Depuis le début de la révolution syrienne en 2011, une nouvelle génération de cinéastes est née, transformant le documentaire en outil de résistance. Dans un contexte d’extrême danger, où filmer pouvait mener à la prison ou à la mort, ils ont inventé de nouvelles façons de créer et de s'entraider.
« Cette escale cinématographique revient sur trois documentaires, trois expériences de la Syrie entre 2011 et 2023, capturées par de jeunes cinéastes dont la plupart ont commencé à filmer dès le début de la révolution. Trois regards, à la fois affirmés et délicats, où se dessinait déjà l’espoir d’un autre rapport des Syrien·ne·s à leur pays. » écrit notre programmatrice invitée dans son texte de présentation. Bonne exploration!

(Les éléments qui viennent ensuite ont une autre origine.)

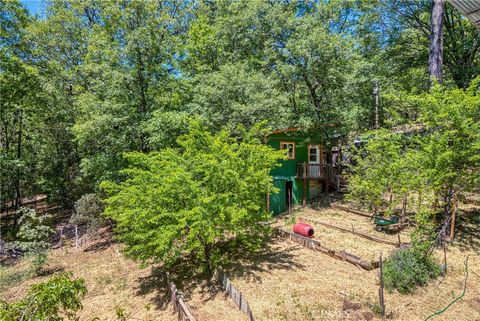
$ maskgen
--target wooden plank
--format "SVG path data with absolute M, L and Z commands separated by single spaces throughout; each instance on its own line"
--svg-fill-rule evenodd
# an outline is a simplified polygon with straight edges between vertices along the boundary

Pendant cinq ans, au cœur de la guerre civile syrienne, un groupe de jeunes cinéastes filme la vie quotidienne et les combats dans la ville de Douma, en Ghouta orientale, une banlieue assiégée de Damas. Still Recording est un film d’urgence, réalisé avec les moyens du bord, pour témoigner de ce conflit vécu de l’intérieur. La caméra y devient arme et refuge : sept cadreurs risquant leur vie chaque jour, documentant l’attente, les tirs, les morts, mais surtout leur engagement politique et leur force vitale. Still Recording est un film de survie, d’espoir et de mémoire, où filmer devient synonyme de rester vivant.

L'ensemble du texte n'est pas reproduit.